À quel moment est-ce qu’un outil qui était supposé nous rendre plus autonomes commence tranquillement à faire l’inverse?
Illich fait une distinction entre ce qu’il appelle les outils conviviaux, qui restent à notre service et nous permettent de conserver notre autonomie, et les systèmes industriels qui finissent par devenir tellement gros et complexes qu’on n’a plus vraiment le choix de fonctionner à l’intérieur de leurs règles.
Et c’est là que je me suis dit ok… 1973? Vraiment? On a dérapé depuis 😅
Parce que cette réflexion me semble encore plus actuelle aujourd'hui.
On crée des outils pour nous faire gagner du temps, des machines pour nous faciliter la vie, des systèmes pour nous offrir davantage de possibilités, et tranquillement, on se retrouve à organiser notre vie autour d’eux, a perdre notre autonomie, notre créativité et notre liberté.

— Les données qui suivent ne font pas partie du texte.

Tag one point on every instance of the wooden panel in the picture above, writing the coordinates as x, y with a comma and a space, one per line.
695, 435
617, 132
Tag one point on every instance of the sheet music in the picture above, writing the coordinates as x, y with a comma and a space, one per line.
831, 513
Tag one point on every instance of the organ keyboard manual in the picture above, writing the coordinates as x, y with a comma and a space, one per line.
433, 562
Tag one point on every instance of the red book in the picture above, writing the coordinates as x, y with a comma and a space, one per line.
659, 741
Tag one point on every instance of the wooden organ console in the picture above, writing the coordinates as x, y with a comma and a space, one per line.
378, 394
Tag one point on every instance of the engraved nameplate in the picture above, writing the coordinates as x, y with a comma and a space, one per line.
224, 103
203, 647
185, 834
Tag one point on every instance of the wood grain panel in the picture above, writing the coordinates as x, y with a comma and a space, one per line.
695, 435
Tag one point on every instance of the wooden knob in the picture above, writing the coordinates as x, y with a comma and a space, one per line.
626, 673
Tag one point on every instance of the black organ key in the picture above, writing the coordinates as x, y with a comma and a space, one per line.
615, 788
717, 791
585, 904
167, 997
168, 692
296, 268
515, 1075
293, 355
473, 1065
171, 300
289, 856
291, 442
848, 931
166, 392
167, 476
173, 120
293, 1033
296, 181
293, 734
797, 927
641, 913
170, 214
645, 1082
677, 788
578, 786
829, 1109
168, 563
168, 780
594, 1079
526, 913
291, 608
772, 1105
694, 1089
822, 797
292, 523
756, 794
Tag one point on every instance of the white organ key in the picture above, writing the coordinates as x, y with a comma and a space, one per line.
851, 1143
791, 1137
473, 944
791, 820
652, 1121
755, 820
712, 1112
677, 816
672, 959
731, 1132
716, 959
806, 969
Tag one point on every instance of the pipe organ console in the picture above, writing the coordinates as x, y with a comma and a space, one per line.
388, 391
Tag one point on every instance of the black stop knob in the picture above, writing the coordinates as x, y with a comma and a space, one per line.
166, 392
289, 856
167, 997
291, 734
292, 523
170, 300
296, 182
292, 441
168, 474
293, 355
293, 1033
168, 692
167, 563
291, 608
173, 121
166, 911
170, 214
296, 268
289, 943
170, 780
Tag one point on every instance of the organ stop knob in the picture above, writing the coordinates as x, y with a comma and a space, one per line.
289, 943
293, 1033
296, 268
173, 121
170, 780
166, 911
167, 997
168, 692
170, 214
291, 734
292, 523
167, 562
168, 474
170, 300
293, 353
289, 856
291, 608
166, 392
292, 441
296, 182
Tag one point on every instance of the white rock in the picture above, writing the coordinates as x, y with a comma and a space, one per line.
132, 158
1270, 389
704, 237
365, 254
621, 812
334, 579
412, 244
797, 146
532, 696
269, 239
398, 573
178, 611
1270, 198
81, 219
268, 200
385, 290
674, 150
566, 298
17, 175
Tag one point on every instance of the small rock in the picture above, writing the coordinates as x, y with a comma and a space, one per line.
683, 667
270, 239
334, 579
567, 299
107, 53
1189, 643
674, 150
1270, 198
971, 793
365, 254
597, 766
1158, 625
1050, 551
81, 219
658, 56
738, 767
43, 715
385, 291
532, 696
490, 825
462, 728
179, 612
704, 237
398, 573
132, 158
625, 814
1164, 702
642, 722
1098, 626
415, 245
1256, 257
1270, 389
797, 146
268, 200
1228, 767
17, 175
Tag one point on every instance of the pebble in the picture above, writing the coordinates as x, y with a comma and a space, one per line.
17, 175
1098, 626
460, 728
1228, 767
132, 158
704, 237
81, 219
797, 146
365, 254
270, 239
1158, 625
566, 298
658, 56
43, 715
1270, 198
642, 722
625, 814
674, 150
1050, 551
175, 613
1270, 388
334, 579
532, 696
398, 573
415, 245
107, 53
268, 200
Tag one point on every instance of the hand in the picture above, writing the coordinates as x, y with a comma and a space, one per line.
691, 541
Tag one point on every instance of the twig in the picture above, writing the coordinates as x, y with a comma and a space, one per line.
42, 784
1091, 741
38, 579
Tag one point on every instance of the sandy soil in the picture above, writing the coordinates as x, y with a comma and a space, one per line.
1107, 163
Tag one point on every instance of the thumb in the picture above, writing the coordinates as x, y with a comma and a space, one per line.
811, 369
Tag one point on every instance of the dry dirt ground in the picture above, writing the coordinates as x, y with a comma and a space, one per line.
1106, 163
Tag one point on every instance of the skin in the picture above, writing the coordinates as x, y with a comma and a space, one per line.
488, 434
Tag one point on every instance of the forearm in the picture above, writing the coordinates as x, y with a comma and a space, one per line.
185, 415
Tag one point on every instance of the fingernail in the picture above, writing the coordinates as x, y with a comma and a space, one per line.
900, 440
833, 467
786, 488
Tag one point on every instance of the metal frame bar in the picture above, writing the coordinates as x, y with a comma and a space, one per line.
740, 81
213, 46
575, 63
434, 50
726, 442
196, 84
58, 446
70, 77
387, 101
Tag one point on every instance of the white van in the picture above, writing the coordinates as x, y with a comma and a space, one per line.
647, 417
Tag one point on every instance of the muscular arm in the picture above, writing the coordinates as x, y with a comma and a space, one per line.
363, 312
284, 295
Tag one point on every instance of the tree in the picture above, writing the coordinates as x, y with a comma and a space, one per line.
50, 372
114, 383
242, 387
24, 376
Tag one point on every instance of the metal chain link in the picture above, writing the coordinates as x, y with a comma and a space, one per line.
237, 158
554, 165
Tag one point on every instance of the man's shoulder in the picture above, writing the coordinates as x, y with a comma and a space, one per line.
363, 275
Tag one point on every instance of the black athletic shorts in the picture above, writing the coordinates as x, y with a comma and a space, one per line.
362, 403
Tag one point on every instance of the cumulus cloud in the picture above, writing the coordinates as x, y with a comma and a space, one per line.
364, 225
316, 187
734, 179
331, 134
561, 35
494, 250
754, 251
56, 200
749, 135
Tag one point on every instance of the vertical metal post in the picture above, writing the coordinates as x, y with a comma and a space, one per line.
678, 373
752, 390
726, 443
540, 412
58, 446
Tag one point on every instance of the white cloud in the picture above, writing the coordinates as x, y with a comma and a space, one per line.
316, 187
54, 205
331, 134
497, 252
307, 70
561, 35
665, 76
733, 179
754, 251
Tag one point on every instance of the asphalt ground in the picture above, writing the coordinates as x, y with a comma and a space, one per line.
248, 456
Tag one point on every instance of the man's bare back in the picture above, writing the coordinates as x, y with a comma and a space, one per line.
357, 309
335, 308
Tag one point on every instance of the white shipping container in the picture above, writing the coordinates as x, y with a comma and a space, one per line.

L’exemple le plus flagrant reste peut-être la voiture. Cet outil qui devait nous faire gagner du temps et nous donner plus de liberté, mais qui finit par nous emprisonner quotidiennement dans des bouchons parce qu’on habite de plus en plus loin de notre travail.
Et ce n’est pas seulement le temps passé dans le trafic. C’est l’essence, les assurances, l’immatriculation, les réparations et les entretiens qu’on ne peut parfois plus faire nous-mêmes parce que les voitures sont devenues tellement plus complexes. Jusqu’à devoir payer des abonnements mensuels pour avoir accès à certaines fonctions de notre propre voiture, comme les bancs chauffants ou le démarrage à distance.
Plus on crée de technologies pour nous faciliter la vie, plus on semble parfois avoir besoin de spécialistes pour simplement les faire fonctionner.
On devrait peut-être se demander : Est-ce que cet outil me rend plus autonome… ou est-ce qu’il me rend dépendant de lui ? Ou de l'industrie qui le produit.
C’est cette partie-là de ma lecture qui me reste dans la tête.
À quel moment on a cessé d'être maître de nos vies pour devenir esclaves de nos "outils" ?
Et franchement… si un livre écrit il y a plus de 50 ans me fait regarder mon téléphone, nos outils et notre façon de fonctionner collectivement avec un petit sentiment de "on l'a échappé à quelque part", je pense qu’il mérite qu’on s’y att**de.
Je continue ma lecture. Et j’ai comme l’impression que je vais avoir encore pas mal de choses à dire sur ce livre!